CSP traditionally uses something more like trace inclusion to define process equivalence (although bisimulation is used within the FDR2 model-checker to perform state-space compression). The original CSP denotational semantics was based on traces alone. Later, Brookes, Roscoe, and Hoare added the notion of "refusals" (decorations on a trace that indicate which events/symbols can be refused at each step) to enable them to deal with issues like the one used as a running example in the Nain/Vardi paper. That approach allows for stronger process equivalence criteria (finer distinctions), but at the price of relying on non-observable information about a process (how can an observer know what a process will or will not refuse to do?). More recently, Brookes has been doing some work on incorporating the kind of information presently captured in refusals directly into the structure of traces. That idea seems to be the inspiration for Nain and Vardi.

The Lynch/Vaandrager approach to process equivalence by trace-inclusion is, I think, very close to what Nain and Vardi are promoting. It's not clear to me yet exactly what the differences (if any) actually are.

[Edit: as Toby quite rightly points out below, my statement that refusals are "non-observable" is incorrect. A better way to phrase it might have been to say that from a testing point of view observing refusals requires attempting interactions with a process, but in the current appproaches to CSP semantics those attempted interactions aren't (directly) included in the traces -- which is to say the records of observations -- of a tested process.]

Observable Refusals

I would argue that refusals are perfectly observable by a process's environment.

Say you're the environment and I'm the process. You watch me execute to a point where I've performed some trace s. You then offer me a set of events X. If we deadlock, you know that I can refuse X after s -- i.e. that (s,X) is a failure of mine. Otherwise, I might perform an event e from X. I've now performed a trace s ^ and we then repeat the above process. I might also diverge after performing s, but let's ignore this for now.

This is the basis, is it not, behind the stable-failures semantics?

Arguing that only traces are observable seems problematic to me. Can you elaborate?

Observing my failure to articulate

"Observable" may not have been quite the right term to use. To be honest, I'm still grappling with understanding this myself, since the way I'm used to understanding processes is in terms of CSP semantics. The best I can articulate it at this point is that by offering up a set of events X, and then noting a refusal, we are (in a way) interacting with the process, yet not recording the result of that interaction in the trace of interactions. Instead, we're treating those interactions as somehow "special", and including them in a separate decoration that records (in effect) what a process might do next. In contrast, Brookes seems to be arguing for an approach (e.g. here or here) in which refusals are recorded directly in the trace as idling actions. The result appears to be something similar the failure-traces described by van Glabbeek in The Linear Time - Branching Time Spectrum I.

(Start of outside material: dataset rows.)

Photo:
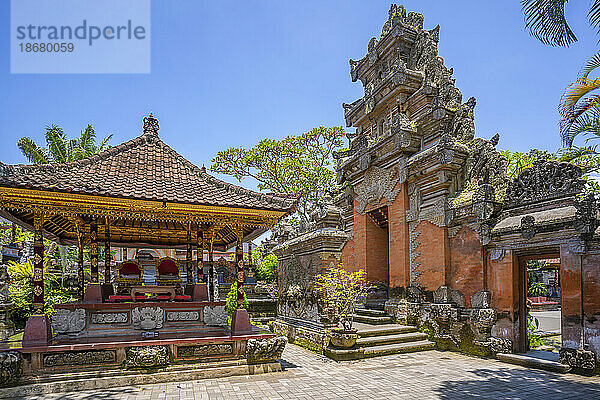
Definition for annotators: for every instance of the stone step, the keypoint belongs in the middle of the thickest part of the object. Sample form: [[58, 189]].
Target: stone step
[[371, 341], [79, 382], [533, 362], [375, 351], [370, 312], [397, 348], [367, 319], [382, 330]]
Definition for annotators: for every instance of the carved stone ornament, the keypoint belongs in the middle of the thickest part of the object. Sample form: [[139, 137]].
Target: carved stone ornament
[[500, 345], [378, 183], [147, 318], [481, 299], [265, 350], [528, 227], [68, 321], [109, 318], [204, 350], [545, 180], [215, 316], [497, 254], [68, 358], [483, 319], [11, 368], [183, 316], [146, 357], [582, 360], [586, 216]]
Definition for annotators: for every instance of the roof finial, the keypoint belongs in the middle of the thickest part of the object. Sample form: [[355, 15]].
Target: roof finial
[[150, 125]]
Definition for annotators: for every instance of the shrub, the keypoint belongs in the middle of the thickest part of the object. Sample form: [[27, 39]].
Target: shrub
[[267, 269], [343, 291], [231, 301]]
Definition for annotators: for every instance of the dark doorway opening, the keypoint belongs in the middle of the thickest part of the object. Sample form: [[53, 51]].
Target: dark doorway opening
[[540, 303]]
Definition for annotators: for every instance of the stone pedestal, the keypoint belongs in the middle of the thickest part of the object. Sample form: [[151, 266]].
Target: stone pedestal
[[93, 293], [240, 322], [200, 292], [37, 331]]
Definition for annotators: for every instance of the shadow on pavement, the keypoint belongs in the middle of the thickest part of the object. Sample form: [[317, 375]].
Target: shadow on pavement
[[518, 384]]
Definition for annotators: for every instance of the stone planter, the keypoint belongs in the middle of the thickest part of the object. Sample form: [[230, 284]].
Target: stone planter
[[343, 339]]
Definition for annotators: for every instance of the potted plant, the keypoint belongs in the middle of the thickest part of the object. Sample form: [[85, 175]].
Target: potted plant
[[342, 291]]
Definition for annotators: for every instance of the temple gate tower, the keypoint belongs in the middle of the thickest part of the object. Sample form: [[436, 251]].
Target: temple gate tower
[[410, 155]]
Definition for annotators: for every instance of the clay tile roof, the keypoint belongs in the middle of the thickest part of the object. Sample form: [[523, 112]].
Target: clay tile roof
[[143, 168]]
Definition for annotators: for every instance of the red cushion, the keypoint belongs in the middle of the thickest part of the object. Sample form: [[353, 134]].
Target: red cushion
[[129, 268], [119, 297], [168, 267]]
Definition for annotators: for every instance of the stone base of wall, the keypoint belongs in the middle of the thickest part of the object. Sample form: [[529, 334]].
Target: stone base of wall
[[580, 361], [451, 327], [312, 338]]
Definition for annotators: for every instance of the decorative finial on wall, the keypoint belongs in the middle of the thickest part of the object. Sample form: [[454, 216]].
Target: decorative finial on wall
[[150, 125]]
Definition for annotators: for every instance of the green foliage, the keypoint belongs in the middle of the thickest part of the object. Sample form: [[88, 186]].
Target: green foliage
[[342, 291], [231, 302], [60, 149], [547, 22], [585, 158], [267, 269], [536, 288], [294, 165], [21, 291]]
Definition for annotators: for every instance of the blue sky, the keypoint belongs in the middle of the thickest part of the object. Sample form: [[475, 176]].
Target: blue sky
[[228, 73]]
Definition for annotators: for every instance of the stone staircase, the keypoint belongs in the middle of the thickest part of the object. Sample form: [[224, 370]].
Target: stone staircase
[[378, 336]]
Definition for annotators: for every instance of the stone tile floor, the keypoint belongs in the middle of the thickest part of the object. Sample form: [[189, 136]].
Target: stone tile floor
[[427, 375]]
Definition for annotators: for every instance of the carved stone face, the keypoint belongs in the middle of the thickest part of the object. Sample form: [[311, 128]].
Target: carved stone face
[[148, 318]]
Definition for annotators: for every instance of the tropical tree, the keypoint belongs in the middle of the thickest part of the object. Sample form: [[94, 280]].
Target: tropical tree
[[60, 149], [294, 165], [547, 22], [579, 111], [579, 106]]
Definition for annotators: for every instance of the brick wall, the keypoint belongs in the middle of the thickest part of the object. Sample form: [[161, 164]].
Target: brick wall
[[434, 257], [466, 263], [399, 254]]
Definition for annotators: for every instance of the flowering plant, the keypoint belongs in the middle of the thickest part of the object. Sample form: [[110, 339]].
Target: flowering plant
[[342, 291]]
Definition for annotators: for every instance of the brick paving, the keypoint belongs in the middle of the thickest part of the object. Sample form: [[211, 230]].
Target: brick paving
[[426, 375]]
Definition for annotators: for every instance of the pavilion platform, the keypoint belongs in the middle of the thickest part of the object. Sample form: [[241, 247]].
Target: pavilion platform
[[139, 194]]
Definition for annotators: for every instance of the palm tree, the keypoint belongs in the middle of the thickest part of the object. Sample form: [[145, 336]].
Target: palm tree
[[579, 106], [60, 149], [546, 20]]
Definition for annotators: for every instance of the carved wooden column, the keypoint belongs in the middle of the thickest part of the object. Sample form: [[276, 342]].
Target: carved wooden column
[[189, 270], [199, 255], [80, 272], [212, 288], [240, 322], [38, 263], [107, 277], [239, 267], [37, 329], [250, 269], [93, 290], [94, 252]]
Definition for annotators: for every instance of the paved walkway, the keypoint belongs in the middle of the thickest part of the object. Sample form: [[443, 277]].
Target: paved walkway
[[427, 375]]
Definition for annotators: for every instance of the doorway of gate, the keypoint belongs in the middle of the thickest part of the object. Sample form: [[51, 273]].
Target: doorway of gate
[[540, 303]]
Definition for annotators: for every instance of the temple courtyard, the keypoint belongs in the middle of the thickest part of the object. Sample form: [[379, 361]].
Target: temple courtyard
[[426, 375]]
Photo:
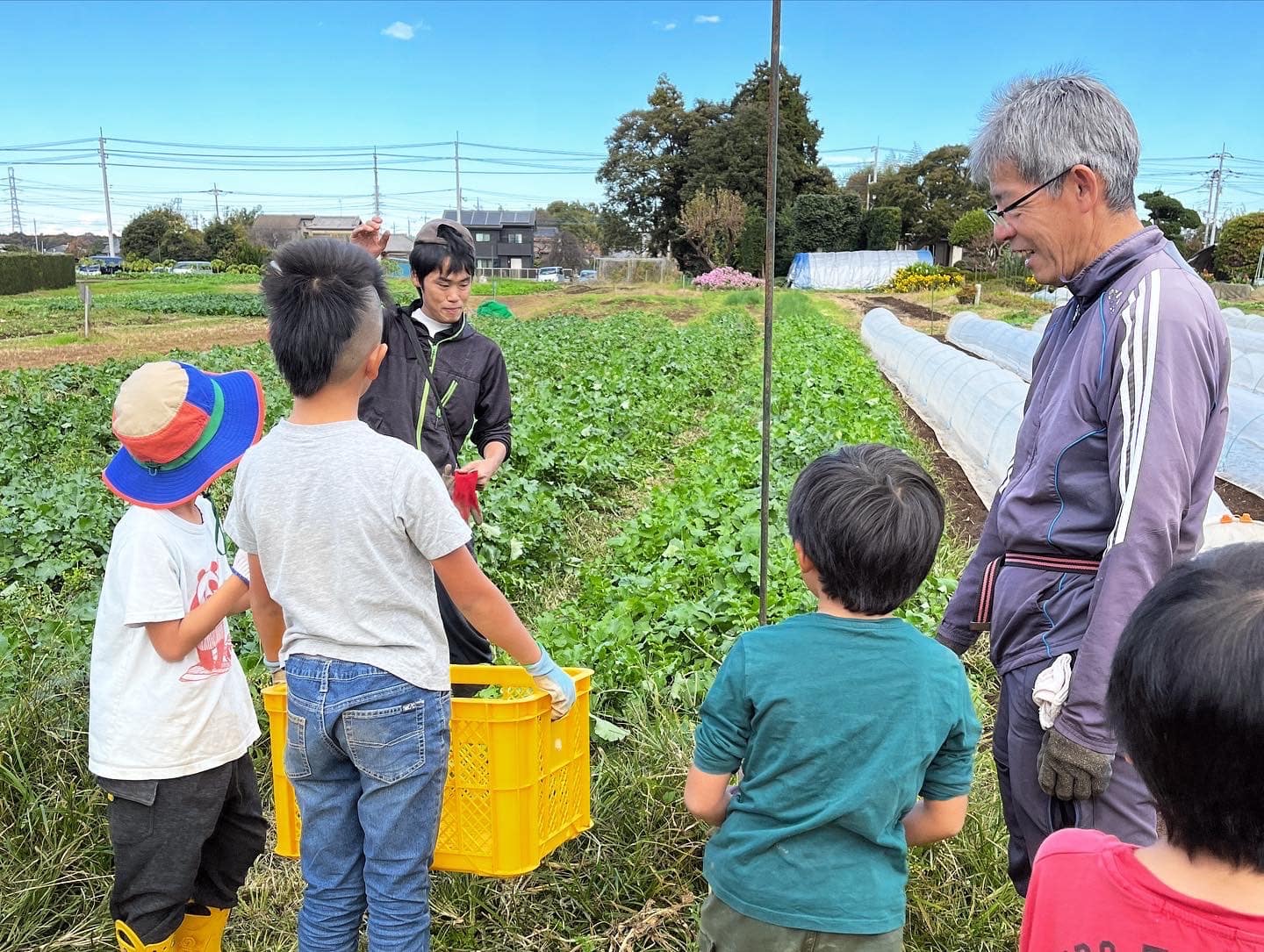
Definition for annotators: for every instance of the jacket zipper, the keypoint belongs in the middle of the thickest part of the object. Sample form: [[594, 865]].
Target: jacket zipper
[[425, 390]]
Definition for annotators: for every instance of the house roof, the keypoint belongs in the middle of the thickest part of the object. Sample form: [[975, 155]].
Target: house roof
[[333, 223], [399, 244], [492, 218], [281, 223]]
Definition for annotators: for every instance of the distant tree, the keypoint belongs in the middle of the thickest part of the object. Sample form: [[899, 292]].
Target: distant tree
[[881, 228], [826, 223], [661, 157], [243, 217], [575, 218], [219, 235], [646, 167], [858, 183], [973, 233], [183, 244], [712, 223], [143, 235], [1178, 223], [614, 234], [86, 246], [568, 252], [930, 194], [1238, 247]]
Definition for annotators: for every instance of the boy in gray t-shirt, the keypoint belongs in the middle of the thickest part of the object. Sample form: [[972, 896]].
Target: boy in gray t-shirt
[[347, 530]]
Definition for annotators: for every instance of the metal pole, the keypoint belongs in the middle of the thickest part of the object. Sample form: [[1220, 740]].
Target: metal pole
[[770, 233], [14, 211], [105, 187], [1218, 183], [377, 195], [456, 158]]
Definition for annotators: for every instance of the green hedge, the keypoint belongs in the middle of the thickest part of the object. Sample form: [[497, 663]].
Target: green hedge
[[32, 272]]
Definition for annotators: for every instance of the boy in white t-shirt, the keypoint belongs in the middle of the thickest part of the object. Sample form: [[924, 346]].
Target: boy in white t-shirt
[[347, 531], [171, 719]]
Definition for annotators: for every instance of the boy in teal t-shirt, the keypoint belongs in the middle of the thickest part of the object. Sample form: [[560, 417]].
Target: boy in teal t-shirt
[[853, 731]]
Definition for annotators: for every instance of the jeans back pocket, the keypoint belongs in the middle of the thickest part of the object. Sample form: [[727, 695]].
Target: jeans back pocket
[[388, 743], [298, 766]]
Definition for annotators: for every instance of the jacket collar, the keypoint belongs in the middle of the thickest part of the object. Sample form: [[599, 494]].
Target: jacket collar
[[1117, 260], [451, 332]]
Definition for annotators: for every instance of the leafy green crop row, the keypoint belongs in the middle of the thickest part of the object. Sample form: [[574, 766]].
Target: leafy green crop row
[[681, 581], [597, 404], [204, 303]]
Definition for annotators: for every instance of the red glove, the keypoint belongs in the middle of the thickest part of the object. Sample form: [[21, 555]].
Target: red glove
[[465, 495]]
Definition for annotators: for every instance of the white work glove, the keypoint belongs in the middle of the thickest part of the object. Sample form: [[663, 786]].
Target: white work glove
[[553, 682]]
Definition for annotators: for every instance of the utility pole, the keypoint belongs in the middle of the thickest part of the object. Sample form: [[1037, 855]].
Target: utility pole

I suppose it's debatable how much practical difference such a change would make. Failures-trace semantics does subsume failures semantics, and Brookes claims that it provides a more general semantic model (i.e. applicable beyond standard rendezvous-communication CSP). Nain and Vardi seem to be proposing a similar idea, although with the additional requirement that processes be receptive. Their main concern is to settle on contextual equivalence as the correct way to define process equivalence. Stable-failures or failures-divergences presumably pass that test. However, the Nain/Vardi paper argues against such "decorated" traces on the grounds that defining the decorations as part of the concurrency theory leads to a proliferation of different equivalences, while they are seeking a single definition of equivalence. Quoting from their paper:

In our approach, only the modelers know what the relevant aspects of behavior are in their applications and only they can decorate traces appropriately, which led to our Principles of Comprehensive Modeling and Observable I/O.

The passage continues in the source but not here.